ADR-0022: LongRunning Node Implementation¶

Status¶

Accepted

Date¶

2025-02-27

Context¶

In ADR-0016, we outlined the need for a node type that can handle long-running processes with checkpoints. These long-running nodes enable workflows to:

Process work incrementally over multiple sessions
Save state between executions
Resume from the last checkpoint
Handle complex multi-step processes that may be paused and resumed

Long-running nodes are particularly useful for:

Processing that spans multiple sessions
Workflows that need to wait for external events or human interaction
Resource-intensive tasks that should be broken into manageable chunks
Processes that may be interrupted but need to resume from a checkpoint

Decision¶

We will implement a new crate floxide-longrunning that provides the LongRunningNode trait and related implementations as described in ADR-0016. The implementation will follow these design decisions:

1. Core `LongRunningOutcome` Enum¶

We will implement a LongRunningOutcome enum that represents the two possible outcomes of a long-running process:

pub enum LongRunningOutcome<T, S> {
    /// Processing is complete with result
    Complete(T),
    /// Processing needs to be suspended with saved state
    Suspend(S),
}

2. `LongRunningNode` Trait¶

We will implement the LongRunningNode trait as outlined in ADR-0016:

#[async_trait]
pub trait LongRunningNode<Context, Action>: Send + Sync
where
    Context: Send + Sync + 'static,
    Action: ActionType + Send + Sync + 'static,
    Self::State: Serialize + Deserialize<'static> + Send + Sync + 'static,
    Self::Output: Send + 'static,
{
    /// Type representing the node's processing state
    type State;

    /// Type representing the final output
    type Output;

    /// Process the next step, potentially suspending execution
    async fn process(
        &self,
        state: Option<Self::State>,
        ctx: &mut Context,
    ) -> Result<LongRunningOutcome<Self::Output, Self::State>, FloxideError>;

    /// Get the node's unique identifier
    fn id(&self) -> NodeId;
}

3. `LongRunningActionExt` Extension Trait¶

We will provide a LongRunningActionExt trait to extend ActionType with long-running specific actions:

pub trait LongRunningActionExt: ActionType {
    /// Create a suspend action for long-running nodes
    fn suspend() -> Self;

    /// Create a resume action for long-running nodes
    fn resume() -> Self;

    /// Create a complete action for long-running nodes
    fn complete() -> Self;

    /// Check if this is a suspend action
    fn is_suspend(&self) -> bool;

    /// Check if this is a resume action
    fn is_resume(&self) -> bool;

    /// Check if this is a complete action
    fn is_complete(&self) -> bool;
}

4. Concrete Implementations¶

We will provide these concrete implementations:

SimpleLongRunningNode: A long-running node that uses a closure for processing
LongRunningNodeAdapter: An adapter to use a long-running node as a standard node
StateStore: A trait for storing and retrieving node states
InMemoryStateStore: A simple in-memory implementation of StateStore for testing

5. Workflow Integration¶

The LongRunningNodeAdapter will implement the Node trait, allowing long-running nodes to be used in standard workflows.
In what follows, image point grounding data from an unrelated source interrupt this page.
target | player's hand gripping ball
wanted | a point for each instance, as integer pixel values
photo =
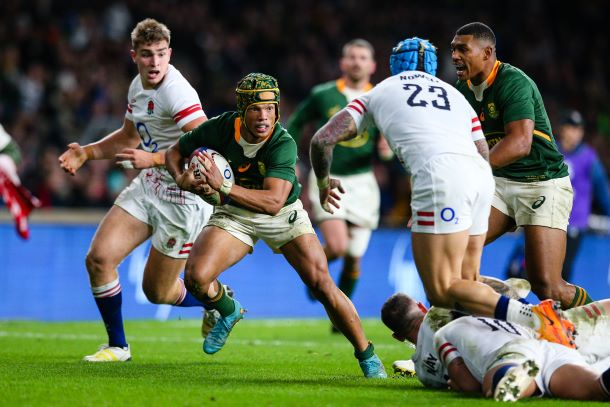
(210, 195)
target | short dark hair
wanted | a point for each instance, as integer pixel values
(358, 42)
(399, 313)
(478, 30)
(149, 31)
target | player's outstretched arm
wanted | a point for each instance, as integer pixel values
(76, 155)
(140, 159)
(339, 128)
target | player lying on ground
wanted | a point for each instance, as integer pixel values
(440, 341)
(437, 137)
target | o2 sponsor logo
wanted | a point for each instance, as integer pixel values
(448, 215)
(147, 140)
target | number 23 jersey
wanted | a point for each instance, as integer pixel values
(420, 116)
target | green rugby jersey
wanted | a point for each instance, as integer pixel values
(277, 158)
(511, 95)
(349, 157)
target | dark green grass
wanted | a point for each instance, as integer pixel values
(265, 363)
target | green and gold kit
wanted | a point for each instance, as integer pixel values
(510, 95)
(276, 158)
(349, 157)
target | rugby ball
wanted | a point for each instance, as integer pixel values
(210, 195)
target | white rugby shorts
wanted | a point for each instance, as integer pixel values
(452, 193)
(543, 203)
(175, 226)
(291, 222)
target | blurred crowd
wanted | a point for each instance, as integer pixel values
(65, 66)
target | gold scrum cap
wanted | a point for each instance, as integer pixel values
(257, 88)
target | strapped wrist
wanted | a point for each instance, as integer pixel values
(225, 187)
(90, 152)
(323, 183)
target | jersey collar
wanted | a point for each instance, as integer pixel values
(341, 85)
(490, 79)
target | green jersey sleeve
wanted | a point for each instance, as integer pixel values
(282, 160)
(517, 99)
(210, 134)
(304, 113)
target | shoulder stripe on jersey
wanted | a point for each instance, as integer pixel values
(445, 349)
(543, 135)
(353, 107)
(185, 112)
(360, 104)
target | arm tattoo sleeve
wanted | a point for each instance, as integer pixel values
(482, 148)
(339, 128)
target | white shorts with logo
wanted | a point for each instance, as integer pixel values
(548, 356)
(543, 203)
(276, 230)
(452, 193)
(174, 226)
(359, 204)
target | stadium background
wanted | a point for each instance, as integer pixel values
(65, 70)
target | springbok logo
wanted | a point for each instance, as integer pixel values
(538, 202)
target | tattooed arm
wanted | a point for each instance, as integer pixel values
(482, 148)
(339, 128)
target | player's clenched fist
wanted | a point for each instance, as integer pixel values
(73, 158)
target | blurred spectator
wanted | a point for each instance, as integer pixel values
(18, 199)
(64, 65)
(590, 185)
(589, 181)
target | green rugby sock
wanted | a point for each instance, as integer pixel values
(581, 297)
(365, 354)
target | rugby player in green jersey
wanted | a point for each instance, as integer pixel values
(533, 189)
(263, 205)
(348, 230)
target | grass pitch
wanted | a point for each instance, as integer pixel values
(265, 363)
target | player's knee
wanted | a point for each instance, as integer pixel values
(156, 296)
(441, 296)
(319, 282)
(195, 279)
(96, 263)
(335, 249)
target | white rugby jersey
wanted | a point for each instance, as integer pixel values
(420, 116)
(429, 369)
(476, 340)
(158, 115)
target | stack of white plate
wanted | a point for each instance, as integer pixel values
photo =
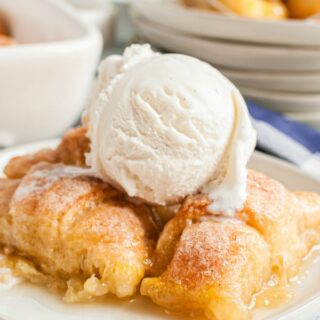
(274, 63)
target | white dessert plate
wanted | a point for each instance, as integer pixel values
(284, 101)
(311, 119)
(29, 302)
(172, 14)
(302, 82)
(230, 54)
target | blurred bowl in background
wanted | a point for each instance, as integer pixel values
(46, 78)
(100, 13)
(230, 54)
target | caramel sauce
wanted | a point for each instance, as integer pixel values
(280, 291)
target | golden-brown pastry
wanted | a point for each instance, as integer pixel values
(303, 8)
(71, 151)
(76, 230)
(268, 9)
(212, 265)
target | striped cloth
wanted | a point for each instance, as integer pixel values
(287, 139)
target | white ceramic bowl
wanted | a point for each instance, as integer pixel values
(100, 13)
(45, 80)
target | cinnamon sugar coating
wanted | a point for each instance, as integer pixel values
(77, 230)
(212, 265)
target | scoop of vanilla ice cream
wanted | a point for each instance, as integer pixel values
(166, 126)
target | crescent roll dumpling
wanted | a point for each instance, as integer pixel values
(77, 230)
(213, 266)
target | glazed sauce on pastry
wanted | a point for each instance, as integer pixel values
(278, 292)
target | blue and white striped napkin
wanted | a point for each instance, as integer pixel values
(287, 139)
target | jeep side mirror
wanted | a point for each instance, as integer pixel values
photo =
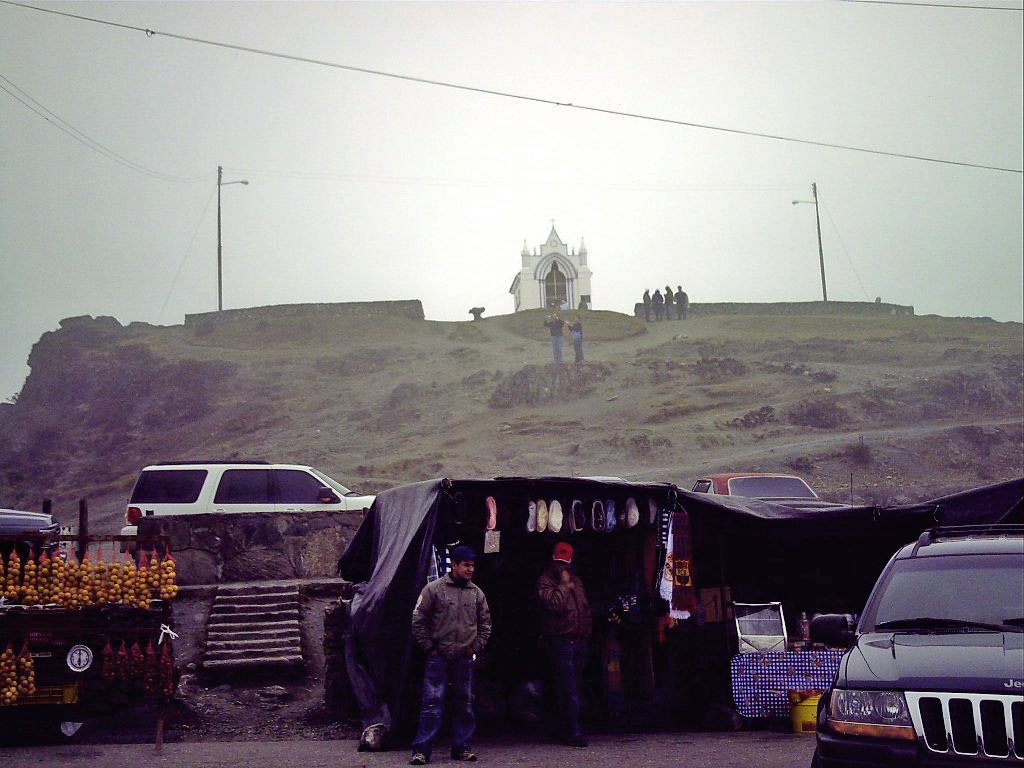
(326, 495)
(832, 629)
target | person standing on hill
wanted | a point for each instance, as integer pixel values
(682, 302)
(555, 325)
(565, 630)
(576, 331)
(452, 624)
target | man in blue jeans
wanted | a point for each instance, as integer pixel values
(452, 624)
(565, 629)
(555, 326)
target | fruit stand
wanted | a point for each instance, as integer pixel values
(83, 629)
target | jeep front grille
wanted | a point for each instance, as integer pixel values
(985, 726)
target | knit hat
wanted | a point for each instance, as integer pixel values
(563, 552)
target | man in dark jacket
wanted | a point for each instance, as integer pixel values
(565, 628)
(452, 624)
(555, 325)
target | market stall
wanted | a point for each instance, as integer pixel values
(662, 571)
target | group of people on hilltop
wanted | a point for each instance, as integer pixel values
(452, 624)
(665, 305)
(556, 326)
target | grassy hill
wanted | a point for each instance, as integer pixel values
(910, 408)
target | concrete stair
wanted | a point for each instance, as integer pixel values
(253, 626)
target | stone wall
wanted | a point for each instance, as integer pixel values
(407, 308)
(255, 546)
(870, 308)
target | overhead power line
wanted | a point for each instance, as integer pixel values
(932, 5)
(520, 96)
(57, 122)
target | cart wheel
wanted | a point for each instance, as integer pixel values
(70, 727)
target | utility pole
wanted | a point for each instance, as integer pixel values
(821, 255)
(220, 271)
(817, 220)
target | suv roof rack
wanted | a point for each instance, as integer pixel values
(960, 531)
(217, 461)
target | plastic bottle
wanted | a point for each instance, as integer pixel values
(805, 626)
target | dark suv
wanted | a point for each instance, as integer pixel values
(934, 675)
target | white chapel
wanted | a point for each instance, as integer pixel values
(552, 276)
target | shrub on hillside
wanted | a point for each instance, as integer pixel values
(818, 414)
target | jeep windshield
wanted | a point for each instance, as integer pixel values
(769, 487)
(963, 593)
(331, 482)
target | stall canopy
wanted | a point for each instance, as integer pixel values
(822, 560)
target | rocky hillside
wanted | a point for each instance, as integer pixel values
(904, 408)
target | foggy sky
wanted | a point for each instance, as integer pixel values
(368, 187)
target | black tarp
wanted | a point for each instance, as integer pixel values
(817, 560)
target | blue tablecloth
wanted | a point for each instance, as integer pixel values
(761, 681)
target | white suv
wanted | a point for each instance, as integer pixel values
(185, 488)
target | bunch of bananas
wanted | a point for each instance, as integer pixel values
(8, 677)
(83, 593)
(69, 589)
(26, 672)
(154, 583)
(100, 583)
(116, 583)
(12, 581)
(44, 578)
(168, 579)
(140, 594)
(29, 589)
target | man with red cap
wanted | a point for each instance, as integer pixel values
(565, 629)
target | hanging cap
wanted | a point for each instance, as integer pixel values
(563, 552)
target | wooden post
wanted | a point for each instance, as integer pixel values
(158, 748)
(83, 528)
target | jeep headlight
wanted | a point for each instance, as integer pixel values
(882, 714)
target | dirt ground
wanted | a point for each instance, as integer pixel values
(877, 410)
(763, 750)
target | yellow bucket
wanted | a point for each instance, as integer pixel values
(805, 714)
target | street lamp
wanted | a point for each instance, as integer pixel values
(220, 272)
(817, 219)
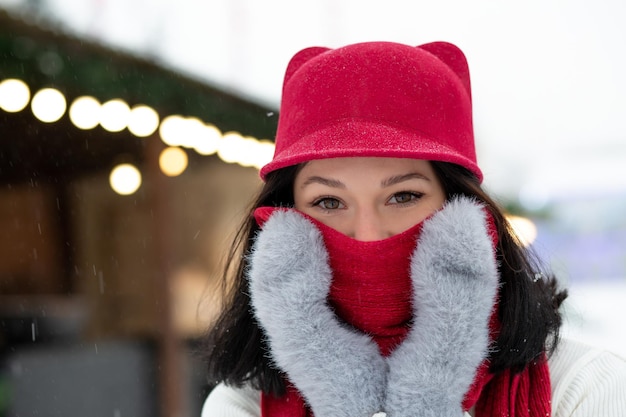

This adapter will handle state management and action conversion.

Consequences¶

Advantages¶

State Persistence: Enables workflows to save and resume state across multiple executions.
Incremental Processing: Allows breaking down large tasks into manageable chunks.
Checkpoint Recovery: Provides a mechanism for resuming from the last successful checkpoint.
Workflow Suspension: Supports pausing workflows for external events or human interaction.
Resource Efficiency: Prevents long-running tasks from blocking workflow execution.

Disadvantages¶

Complexity: Adds another node type, increasing the conceptual overhead.
State Management: Requires proper state serialization and storage infrastructure.
Debugging Challenges: Stateful workflows can be more difficult to debug and reason about.
Implementation Overhead: Users need to implement proper state management.

Implementation Notes¶

States must be serializable and deserializable to be properly stored between executions.
The actual storage mechanism (database, file system, etc.) is left to the implementation.
The LongRunningNodeAdapter allows using long-running nodes seamlessly in standard workflows.
Integration tests demonstrate proper state management and resumption.

Alternatives Considered¶

1. Using Event-Driven Nodes for Long-Running Processes¶

We considered implementing long-running process support as a special case of event-driven nodes. However, the state management requirements are sufficiently different to warrant a separate abstraction.

2. Implicit State Management in the Workflow Engine¶

We considered building state management directly into the workflow engine rather than in the nodes. While this would simplify the node implementation, it would make the workflow engine more complex and limit flexibility.

3. Framework-Provided Storage Backend¶

We considered implementing a standard storage backend for states. However, we decided that providing a trait-based interface allows users to implement storage that best fits their needs.